La Corte di Cassazione ribalta le precedenti sentenze che avevano stabilito che le decisioni dei Tribunali ecclesiastici di nullità del matrimonio non potevano essere riconosciute nella Repubblica Italiana quando il matrimonio fosse durato più di un anno o comunque un tempo considerevole. Non sono, invece, né il tempo né la convivenza a sancire la validità definitiva o meno di un matrimonio, ma lo spirito con cui viene vissuto. A sancirlo è stata la prima sezione civile della Corte suprema di Cassazione.

Una decisione che influirà fortemente sul futuro delle circa 3000 coppie che ogni anno chiedono di vedere annullato il matrimonio contratto in Chiesa. La Corte contraddice, o meglio interpreta in senso favorevole al riconoscimento delle sentenze di nullità matrimoniali dichiarate dai Tribunali della Chiesa, altre due sentenze, l’una della Cassazione a Sezioni unite del 2008 (n.19809) e l’altra della sezione unica del 2011 (n.1343): sancivano che la convivenza tra i coniugi prolungata per più di un anno, è da considerare espressiva della volontà di accettazione del matrimonio.

Di conseguenza anche se il Tribunale ecclesiastico annullava il vincolo matrimoniale, il Giudice Italiano non poteva riconoscere tale scelta: la decisione ecclesiastica, dicevano i giudici, è incompatibile con l’ordine pubblico italiano per effetto della lunga convivenza protrattasi tra i coniugi dopo la celebrazione del matrimonio.
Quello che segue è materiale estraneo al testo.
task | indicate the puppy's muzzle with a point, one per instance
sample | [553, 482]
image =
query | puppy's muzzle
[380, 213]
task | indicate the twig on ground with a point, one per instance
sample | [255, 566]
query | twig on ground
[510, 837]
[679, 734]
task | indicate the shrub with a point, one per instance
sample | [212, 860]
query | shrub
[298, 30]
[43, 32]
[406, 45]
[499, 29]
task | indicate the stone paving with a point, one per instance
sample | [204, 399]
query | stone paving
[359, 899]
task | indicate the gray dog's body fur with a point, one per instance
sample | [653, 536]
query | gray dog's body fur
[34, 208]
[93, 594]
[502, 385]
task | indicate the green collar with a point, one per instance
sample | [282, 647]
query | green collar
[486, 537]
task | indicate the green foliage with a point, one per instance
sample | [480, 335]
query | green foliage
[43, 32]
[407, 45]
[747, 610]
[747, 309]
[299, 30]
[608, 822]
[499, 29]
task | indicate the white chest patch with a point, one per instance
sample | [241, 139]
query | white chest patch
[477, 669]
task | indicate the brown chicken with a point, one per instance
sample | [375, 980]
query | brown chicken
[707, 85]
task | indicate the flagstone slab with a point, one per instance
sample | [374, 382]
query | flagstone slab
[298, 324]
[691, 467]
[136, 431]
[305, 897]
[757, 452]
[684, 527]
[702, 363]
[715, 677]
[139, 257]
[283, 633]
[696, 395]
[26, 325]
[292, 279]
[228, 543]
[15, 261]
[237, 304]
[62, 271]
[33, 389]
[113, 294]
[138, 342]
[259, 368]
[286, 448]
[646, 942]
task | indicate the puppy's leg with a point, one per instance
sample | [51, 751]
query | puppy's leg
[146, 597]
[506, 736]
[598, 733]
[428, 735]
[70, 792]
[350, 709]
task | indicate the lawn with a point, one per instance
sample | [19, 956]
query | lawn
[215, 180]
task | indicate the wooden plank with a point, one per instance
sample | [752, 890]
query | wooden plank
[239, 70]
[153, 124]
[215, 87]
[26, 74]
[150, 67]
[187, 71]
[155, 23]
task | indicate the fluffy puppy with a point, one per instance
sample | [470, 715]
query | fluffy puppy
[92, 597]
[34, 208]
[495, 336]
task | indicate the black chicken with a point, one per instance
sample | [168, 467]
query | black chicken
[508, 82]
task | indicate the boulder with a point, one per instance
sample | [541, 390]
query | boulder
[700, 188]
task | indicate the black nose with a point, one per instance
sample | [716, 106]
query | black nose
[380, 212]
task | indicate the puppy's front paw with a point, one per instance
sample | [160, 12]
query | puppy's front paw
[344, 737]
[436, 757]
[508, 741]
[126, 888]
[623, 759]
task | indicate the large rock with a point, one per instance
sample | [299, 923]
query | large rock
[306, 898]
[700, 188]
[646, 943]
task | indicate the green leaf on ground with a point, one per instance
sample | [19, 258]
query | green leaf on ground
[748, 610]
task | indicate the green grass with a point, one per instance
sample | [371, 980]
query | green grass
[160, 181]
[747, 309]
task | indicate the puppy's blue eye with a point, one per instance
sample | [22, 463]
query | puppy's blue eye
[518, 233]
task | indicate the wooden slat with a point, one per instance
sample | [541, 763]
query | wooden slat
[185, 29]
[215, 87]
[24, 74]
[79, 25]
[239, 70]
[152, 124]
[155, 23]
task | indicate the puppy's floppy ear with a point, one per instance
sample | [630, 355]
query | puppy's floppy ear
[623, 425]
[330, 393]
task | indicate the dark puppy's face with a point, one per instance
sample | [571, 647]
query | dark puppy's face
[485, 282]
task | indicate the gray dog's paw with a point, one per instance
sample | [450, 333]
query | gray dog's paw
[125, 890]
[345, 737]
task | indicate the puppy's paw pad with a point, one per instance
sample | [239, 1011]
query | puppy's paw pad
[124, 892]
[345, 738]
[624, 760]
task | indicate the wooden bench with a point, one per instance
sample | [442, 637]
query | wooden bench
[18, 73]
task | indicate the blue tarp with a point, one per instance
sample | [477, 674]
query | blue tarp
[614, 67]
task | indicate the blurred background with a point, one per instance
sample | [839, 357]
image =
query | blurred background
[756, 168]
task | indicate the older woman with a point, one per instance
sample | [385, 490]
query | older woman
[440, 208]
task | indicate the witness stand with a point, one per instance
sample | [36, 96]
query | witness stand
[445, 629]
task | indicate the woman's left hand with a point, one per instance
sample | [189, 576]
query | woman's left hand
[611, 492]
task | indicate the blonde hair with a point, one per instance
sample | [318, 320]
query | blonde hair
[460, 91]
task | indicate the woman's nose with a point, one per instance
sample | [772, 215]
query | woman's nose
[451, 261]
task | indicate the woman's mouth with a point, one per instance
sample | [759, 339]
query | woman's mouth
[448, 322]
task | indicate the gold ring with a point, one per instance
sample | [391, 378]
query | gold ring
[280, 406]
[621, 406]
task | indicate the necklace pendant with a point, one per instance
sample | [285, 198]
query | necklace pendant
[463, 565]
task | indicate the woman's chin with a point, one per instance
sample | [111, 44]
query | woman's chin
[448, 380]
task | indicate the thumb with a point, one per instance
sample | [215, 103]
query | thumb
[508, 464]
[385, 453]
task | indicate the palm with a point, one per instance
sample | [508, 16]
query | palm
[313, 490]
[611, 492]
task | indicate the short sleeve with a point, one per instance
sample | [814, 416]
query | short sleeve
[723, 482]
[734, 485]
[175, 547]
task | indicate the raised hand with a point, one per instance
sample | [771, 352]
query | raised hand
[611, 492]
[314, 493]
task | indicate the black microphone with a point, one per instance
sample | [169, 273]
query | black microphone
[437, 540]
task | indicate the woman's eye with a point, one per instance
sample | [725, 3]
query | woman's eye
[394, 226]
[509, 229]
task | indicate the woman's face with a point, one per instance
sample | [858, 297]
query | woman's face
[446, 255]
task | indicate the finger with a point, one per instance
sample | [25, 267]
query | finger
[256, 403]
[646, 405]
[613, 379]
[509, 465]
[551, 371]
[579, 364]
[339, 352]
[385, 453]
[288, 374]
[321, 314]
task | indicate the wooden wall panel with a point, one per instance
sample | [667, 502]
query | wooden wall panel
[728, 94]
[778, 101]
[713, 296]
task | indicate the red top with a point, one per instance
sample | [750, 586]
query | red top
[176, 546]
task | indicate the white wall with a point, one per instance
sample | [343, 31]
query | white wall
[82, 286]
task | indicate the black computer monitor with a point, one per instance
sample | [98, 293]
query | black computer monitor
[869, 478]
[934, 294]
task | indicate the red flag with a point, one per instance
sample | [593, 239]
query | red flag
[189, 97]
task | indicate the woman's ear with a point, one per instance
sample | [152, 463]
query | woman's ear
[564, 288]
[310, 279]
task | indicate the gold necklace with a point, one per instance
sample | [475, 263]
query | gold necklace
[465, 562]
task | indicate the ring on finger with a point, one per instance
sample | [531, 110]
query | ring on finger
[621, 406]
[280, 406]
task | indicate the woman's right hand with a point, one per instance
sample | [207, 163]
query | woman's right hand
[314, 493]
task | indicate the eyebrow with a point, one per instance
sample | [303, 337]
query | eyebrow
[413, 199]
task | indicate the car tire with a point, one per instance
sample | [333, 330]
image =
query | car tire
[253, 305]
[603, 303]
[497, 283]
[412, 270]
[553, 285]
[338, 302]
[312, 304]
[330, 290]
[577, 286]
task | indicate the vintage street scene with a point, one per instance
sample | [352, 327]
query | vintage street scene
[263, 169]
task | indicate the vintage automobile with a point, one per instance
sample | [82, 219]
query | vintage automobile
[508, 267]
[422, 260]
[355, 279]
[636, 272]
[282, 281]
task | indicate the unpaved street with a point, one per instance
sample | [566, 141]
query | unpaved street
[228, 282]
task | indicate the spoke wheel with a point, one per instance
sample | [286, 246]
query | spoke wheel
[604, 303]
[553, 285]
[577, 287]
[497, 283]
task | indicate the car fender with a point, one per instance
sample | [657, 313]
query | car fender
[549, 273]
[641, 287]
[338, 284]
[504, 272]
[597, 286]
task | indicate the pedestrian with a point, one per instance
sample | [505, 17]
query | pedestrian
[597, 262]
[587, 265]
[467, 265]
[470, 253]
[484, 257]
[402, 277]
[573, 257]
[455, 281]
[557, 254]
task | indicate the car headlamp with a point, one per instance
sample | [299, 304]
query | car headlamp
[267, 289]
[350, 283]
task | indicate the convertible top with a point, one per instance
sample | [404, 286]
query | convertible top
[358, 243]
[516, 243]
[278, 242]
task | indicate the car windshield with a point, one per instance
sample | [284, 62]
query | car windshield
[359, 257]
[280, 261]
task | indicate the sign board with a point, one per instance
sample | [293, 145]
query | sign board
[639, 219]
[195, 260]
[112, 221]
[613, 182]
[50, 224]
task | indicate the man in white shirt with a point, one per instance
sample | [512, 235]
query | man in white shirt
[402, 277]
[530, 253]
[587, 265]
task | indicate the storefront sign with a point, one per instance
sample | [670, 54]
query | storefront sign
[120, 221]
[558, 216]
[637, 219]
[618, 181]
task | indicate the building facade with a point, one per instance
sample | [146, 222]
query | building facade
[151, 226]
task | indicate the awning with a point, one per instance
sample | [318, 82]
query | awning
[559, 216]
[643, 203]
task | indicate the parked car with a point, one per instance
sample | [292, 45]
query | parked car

Dal 2008 a oggi dunque numerose coppie che avevano chiesto la nullità si potevano veder negato dal Giudice italiano il riconoscimento della cancellazione del matrimonio ottenuta dal Tribunale ecclesiastico con la conseguenza, ad esempio, che l'eventuale assegno di divorzio non veniva spazzato via.

Infatti, in generale, con il riconoscimento della nullità canonica nella Repubblica Italiana viene eliminato l'assegno di separazione (o divorzio) stabilito dal Giudice civile italiano. Ma la nuova sentenza della Cassazione (n.1780 dell’8 febbraio 2012) ribalta la situazione. Il caso specifico riguarda una coppia di Massa Carrara che ha vissuto un lungo e travagliato fidanzamento, spesso interrotto con altre storie sentimentali vissute dall’uomo. È lui stesso a raccontare, nella memoria difensiva curata dall’avvocato del foro ecclesiastico Alfio Alessio Franzoni, di essere stato indotto al matrimonio dalle insistenze della madre e della fidanzata, ma di aver subito chiarito di voler continuare a vivere in maniera ‘libera’ e che, nel caso le cose non fossero andate bene, di voler ricorrere al divorzio.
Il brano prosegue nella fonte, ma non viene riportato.